Angry LGBTQ+ and transgender activists have hurled insults, slurs, death, bomb, and rape (with their “lady-dicks”) threats against Rowling, who is among the world’s richest women.
The website Terf is a Slur at terfisaslur.com “documents the abuse, harassment, and misogyny of transgender identify politics.”
The terfisaslur.com website provides hundreds of examples of LGBTQ+ and transgender “threats of violence” and “dehumanizing language” directed towards women.
The website has an entire section displaying the transgender animus focused on J.K. Rowling.
Another famous TERF is Martina Navratilova, considered one of the greatest women’s tennis players of all time – and she is a lesbian.
Navratilova faced LGBTQ+ wrath after she began speaking out against males in female sports. The LGBTQ+ group Athlete Ally cut ties with Navratilova, calling her “transphobic.”
Georgia Institute of Technology, Atlanta
Georgia Tech hosted the 2022 NCAA Division I Women’s Swimming and Diving National Championships which included University of Kentucky swimmer Riley Gaines and transgender swimmer Lia Thomas.
Gaines, a 12-time NCAA All-American, has since become an advocate for women and girls, opposing males in female sports.
A transgender activist physically assaulted Ms. Gaines, in 2023, on the campus of San Francisco State University where Gaines was an invited speaker.
Lia Thomas is a male who “identifies” as a transwoman and was allowed to compete against the female college swimmers. Thomas also, without the female’s consent, shared the women’s locker room.
Ms. Gaines has accused Georgia Tech President Angel Cabrera of failing to keep her and other female student athletes safe.
In an August 27, 2024, letter sent to Mr. Cabrera, Gaines demanded accountability for Georgia Tech’s allowing “a naked adult man with full male genitalia” to access the female locker room while she and other women were undressed.
“I heard a man’s voice and turned around and saw him a few feet in front of me naked inches away from where I was simultaneously unclothed,” the letter states. “You allowed college women to be traumatized on your campus this way. Why didn’t you protect us?”
Ms. Gaines, and four other female college athletes, recently testified before the Georgia Senate’s Committee for the Protection of Women in Sports.
Lt. Gov. Burt Jones formed the committee “to ensure that in Georgia, female athletes have the opportunity to compete solely against other women, at all levels.”
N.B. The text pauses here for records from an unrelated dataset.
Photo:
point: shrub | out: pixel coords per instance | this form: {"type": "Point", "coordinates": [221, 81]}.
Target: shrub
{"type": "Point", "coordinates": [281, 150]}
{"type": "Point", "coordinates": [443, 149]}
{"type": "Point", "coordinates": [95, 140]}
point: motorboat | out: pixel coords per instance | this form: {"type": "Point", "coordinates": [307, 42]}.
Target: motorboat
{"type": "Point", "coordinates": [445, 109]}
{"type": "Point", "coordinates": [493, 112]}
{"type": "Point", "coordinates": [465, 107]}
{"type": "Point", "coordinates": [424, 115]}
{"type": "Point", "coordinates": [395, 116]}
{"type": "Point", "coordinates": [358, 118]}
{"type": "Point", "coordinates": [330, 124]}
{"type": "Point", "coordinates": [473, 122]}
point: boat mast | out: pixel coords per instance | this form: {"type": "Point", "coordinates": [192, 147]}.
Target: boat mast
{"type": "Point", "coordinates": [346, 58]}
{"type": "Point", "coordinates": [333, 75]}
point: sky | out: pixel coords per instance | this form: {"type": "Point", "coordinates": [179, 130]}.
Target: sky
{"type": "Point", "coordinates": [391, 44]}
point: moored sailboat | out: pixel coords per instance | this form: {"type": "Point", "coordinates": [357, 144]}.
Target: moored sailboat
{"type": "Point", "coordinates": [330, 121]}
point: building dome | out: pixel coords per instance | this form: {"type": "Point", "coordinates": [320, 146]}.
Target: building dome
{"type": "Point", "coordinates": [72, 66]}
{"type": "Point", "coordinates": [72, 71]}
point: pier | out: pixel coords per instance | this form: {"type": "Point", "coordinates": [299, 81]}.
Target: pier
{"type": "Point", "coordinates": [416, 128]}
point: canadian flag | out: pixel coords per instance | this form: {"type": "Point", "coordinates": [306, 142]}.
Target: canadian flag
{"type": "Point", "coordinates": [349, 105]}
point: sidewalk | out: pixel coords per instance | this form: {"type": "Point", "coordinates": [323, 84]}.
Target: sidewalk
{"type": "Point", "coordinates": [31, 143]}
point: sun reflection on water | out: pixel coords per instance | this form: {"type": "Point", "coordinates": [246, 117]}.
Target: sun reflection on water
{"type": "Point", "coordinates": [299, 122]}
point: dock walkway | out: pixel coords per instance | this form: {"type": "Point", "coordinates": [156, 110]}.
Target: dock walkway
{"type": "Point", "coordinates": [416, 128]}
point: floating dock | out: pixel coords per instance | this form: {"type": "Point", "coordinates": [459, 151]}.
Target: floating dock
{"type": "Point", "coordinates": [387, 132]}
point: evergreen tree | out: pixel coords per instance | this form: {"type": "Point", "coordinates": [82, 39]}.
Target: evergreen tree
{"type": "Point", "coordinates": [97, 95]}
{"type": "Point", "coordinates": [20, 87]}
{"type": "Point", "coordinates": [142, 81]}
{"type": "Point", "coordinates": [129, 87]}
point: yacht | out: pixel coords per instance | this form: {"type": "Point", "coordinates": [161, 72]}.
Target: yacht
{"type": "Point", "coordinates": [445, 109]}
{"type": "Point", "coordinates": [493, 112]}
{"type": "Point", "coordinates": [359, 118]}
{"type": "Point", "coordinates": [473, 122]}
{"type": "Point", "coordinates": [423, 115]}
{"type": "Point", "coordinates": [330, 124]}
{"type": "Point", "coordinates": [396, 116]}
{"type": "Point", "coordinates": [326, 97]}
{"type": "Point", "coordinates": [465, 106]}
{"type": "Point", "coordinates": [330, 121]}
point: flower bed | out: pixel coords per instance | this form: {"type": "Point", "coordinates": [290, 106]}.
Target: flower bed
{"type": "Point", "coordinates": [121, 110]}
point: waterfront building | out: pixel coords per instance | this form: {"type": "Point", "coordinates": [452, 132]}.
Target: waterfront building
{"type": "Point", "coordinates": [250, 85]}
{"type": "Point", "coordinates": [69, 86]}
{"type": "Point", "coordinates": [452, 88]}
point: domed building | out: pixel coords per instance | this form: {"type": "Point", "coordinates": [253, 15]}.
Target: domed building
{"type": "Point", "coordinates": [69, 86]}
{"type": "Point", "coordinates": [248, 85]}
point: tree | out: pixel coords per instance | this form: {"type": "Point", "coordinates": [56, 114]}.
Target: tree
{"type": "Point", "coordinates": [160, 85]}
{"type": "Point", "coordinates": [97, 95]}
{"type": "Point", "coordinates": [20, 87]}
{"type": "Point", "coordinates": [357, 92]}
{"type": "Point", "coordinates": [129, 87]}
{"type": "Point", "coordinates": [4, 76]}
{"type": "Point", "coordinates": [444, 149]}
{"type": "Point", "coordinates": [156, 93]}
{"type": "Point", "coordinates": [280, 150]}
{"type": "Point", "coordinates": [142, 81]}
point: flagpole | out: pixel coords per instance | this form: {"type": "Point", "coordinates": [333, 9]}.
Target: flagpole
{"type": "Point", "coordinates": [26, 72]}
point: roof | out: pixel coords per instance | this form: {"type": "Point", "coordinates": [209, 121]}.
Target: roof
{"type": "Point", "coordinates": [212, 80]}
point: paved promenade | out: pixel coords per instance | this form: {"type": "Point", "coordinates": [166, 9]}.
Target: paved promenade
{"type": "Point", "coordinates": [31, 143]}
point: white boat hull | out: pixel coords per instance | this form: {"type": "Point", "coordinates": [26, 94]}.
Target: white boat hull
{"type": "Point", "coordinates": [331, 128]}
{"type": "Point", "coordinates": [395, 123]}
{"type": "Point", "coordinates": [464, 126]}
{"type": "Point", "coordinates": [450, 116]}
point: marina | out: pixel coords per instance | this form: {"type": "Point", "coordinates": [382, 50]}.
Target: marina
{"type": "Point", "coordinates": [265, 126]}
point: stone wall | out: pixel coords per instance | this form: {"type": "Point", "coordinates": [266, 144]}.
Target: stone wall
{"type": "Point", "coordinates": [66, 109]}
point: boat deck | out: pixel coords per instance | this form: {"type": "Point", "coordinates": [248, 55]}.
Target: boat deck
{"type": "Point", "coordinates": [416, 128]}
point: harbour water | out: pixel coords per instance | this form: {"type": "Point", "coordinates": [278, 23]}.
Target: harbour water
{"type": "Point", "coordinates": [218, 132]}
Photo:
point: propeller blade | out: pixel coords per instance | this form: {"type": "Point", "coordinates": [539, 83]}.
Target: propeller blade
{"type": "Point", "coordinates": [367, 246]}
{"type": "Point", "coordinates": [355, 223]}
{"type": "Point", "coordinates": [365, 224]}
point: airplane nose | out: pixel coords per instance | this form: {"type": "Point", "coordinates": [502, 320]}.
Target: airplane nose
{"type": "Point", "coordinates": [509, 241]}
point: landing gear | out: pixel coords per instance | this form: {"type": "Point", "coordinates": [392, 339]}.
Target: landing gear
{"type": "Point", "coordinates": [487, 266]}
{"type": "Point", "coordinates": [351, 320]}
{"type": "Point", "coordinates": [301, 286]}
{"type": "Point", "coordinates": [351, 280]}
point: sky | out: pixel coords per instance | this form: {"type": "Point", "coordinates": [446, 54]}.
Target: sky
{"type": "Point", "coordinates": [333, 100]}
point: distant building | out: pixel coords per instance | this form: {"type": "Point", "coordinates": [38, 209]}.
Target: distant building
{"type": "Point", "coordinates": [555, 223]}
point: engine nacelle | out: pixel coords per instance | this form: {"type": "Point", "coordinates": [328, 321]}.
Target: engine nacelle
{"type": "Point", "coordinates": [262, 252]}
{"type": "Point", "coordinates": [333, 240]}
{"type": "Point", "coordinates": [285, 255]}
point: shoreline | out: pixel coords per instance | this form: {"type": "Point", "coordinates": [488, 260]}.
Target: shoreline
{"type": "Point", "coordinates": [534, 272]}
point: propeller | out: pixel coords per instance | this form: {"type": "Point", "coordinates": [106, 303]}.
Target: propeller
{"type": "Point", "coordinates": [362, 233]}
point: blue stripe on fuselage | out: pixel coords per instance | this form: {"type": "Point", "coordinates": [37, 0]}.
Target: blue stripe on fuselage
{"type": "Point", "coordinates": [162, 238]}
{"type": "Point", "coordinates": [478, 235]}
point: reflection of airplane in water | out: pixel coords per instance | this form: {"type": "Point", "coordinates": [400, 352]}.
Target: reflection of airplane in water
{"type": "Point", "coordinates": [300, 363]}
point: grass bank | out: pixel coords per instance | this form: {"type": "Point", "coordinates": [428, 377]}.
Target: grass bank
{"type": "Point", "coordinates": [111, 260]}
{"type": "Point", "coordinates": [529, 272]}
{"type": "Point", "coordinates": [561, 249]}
Following the women’s testimony, the LGBTQ+ activist group Georgia Equality took to social media X to essentially taunt the young women as emotional, out-of-state interlopers who need to mind their own business.
Cobb County.
Despite a past year full of controversy, Cobb County school board member Bradford Wheeler expressed some optimism in a statement to The Georgia Record. “I am happy to report that once parents and citizens see what is being removed from our schools, there has been almost zero push-back,” said Mr. Wheeler, a Republican.
“I am grateful that a community website has been created so that average citizens can actually see for themselves in the books (www.BooksInSchools.com). I am also grateful that community members no longer allow a few activist citizens to go unchallenged in the actual content of the books or attempt to misdirect the public.”
Cobb County school board Chief Strategy Officer, John Floresta, provided a written statement to The Georgia Record:
“Social debates, which should be decided by families, aren’t what parents expect in their children’s classrooms. School is about giving the next generation the skills they need, no matter how many political pressure tactics are used by those who disagree. Our Board and Superintendent repeat it often, in Cobb, teachers teach and parents parent.”